Dans un livre à paraître, le sociologue Baptiste Brossard souligne d'ailleurs l'étrangeté qu'il y a à penser séparément la santé mentale et l'état du monde. On conçoit l'univers de la santé mentale comme un espace dépolitisé, hors sol, où n'existe que « l'individu en lui-même, parfois accompagné de sa famille proche », observe-t-il ; « dans les processus de soin et de guérison, le politique et le vivant ne font office que de contexte oublié et oubliable. »
—
Résister à la culpabilisation by Mona Chollet
(Zones)
(Page 240 - 241)
Je note ce paragraphe, bouleversant, à un moment où tout autour de nous, famille, milieu professionnel, réseaux sociaux, presse, s'accumulent départs, reconversions, quand ce ne sont pas carrément des retraits.
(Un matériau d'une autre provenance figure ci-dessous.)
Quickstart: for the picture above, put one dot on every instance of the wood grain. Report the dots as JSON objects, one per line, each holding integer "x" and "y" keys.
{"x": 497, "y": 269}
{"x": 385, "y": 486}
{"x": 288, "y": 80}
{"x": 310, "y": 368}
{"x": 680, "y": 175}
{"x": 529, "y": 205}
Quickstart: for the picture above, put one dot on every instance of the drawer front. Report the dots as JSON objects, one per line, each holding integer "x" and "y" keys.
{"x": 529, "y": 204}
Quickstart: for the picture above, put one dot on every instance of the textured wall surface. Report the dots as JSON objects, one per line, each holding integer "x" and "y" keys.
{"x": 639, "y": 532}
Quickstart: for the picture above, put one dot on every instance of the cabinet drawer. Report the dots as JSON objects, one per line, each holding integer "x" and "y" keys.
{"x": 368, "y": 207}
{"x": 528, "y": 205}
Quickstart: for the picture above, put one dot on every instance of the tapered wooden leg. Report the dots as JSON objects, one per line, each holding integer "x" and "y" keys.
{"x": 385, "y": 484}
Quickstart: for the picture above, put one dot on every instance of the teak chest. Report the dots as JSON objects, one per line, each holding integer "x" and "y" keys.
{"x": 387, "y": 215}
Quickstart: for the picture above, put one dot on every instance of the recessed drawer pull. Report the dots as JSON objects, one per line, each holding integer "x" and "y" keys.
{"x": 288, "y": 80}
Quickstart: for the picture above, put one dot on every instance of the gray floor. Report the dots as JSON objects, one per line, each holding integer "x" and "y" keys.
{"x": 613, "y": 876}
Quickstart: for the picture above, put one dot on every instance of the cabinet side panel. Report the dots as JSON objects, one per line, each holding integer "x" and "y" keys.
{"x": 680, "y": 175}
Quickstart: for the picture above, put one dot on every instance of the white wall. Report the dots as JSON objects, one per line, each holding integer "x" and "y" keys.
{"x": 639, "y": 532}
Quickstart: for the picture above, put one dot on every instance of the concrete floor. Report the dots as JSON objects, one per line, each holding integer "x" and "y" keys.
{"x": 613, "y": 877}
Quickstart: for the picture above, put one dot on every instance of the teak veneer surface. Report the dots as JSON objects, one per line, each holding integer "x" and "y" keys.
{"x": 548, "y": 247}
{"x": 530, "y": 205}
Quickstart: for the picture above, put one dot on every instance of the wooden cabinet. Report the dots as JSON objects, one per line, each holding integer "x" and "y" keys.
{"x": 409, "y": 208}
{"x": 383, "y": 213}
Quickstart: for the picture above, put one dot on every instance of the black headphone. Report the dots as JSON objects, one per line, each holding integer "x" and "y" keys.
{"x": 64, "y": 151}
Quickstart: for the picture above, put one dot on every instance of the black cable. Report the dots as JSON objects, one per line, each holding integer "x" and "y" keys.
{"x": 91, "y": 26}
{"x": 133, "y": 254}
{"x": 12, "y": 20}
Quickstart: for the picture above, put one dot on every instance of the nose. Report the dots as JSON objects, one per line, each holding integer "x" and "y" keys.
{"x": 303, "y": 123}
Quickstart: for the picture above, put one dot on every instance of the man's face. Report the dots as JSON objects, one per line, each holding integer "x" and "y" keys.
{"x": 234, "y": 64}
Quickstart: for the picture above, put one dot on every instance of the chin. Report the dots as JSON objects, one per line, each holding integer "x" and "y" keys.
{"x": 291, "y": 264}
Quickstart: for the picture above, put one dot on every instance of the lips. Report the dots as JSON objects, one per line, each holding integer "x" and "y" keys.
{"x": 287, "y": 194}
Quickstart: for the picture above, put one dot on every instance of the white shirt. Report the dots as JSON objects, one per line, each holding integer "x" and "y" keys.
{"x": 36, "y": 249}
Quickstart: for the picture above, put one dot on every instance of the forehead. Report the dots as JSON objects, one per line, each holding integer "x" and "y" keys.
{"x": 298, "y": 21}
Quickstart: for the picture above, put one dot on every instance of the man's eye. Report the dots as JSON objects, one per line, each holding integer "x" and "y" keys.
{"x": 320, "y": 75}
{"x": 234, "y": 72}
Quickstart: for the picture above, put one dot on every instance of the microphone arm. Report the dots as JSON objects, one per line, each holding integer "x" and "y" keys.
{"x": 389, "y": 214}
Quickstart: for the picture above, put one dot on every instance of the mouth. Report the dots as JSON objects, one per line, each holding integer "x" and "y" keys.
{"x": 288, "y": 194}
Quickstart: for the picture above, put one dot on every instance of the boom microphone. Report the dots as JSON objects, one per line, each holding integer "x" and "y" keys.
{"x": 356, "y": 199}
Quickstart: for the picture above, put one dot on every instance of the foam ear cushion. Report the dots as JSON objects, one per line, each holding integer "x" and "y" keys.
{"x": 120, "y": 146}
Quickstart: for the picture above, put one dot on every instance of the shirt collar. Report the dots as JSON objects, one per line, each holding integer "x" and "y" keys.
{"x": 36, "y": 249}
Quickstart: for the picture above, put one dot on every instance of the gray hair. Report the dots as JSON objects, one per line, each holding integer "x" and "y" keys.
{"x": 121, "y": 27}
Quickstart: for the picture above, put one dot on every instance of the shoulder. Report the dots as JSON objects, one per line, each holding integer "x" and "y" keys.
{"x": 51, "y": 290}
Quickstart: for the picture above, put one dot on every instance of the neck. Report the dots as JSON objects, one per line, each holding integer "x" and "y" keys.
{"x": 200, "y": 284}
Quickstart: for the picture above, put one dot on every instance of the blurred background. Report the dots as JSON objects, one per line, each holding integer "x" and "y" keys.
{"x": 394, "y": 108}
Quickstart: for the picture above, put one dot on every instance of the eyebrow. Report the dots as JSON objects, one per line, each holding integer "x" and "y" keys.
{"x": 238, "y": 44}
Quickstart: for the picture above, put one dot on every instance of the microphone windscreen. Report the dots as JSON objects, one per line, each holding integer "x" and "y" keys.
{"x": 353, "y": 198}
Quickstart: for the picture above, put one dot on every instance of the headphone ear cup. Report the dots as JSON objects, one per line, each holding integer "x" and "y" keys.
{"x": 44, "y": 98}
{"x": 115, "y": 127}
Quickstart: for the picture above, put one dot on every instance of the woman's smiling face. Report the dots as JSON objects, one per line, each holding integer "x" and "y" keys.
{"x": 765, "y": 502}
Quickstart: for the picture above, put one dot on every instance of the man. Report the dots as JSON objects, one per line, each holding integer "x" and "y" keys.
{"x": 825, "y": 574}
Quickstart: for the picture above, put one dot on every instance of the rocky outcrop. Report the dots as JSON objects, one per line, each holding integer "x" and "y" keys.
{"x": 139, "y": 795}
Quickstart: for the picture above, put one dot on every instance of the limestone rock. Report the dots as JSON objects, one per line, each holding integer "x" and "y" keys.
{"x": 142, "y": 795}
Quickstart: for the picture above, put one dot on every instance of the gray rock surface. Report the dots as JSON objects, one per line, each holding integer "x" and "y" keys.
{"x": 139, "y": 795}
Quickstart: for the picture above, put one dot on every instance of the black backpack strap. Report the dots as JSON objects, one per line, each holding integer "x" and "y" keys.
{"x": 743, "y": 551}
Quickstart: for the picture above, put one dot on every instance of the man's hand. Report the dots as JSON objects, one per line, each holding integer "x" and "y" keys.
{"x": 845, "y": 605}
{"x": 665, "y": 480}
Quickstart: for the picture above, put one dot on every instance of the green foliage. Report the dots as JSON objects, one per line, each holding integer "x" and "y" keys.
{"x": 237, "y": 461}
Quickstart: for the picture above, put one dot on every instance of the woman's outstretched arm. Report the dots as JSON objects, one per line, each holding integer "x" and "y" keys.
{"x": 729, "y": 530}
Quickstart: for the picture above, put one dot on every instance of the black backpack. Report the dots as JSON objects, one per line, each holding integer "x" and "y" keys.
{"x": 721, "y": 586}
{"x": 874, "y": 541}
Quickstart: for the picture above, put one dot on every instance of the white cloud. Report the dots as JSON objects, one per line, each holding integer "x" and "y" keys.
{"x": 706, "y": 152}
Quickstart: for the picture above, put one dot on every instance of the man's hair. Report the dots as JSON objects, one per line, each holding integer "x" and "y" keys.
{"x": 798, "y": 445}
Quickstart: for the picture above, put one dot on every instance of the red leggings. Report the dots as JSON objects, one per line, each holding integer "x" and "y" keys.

Les motivations varient, de même que les symptômes — lassitude, dégoût, fatigue... — mais c'est partout comme si le Soi et le Monde ne pouvaient plus s'aligner naturellement, où, peut-être plus précisément, comme si les modèles précédents avaient atteint leur limites.
Ce qui semble étayer cette hypothèse, c'est la réaction qu'elle suscite chez ceux qui en auraient été les bénéficiaires, ou chez leurs portes-parole, visiblement mortifiés que l'embrigadement ne prenne plus.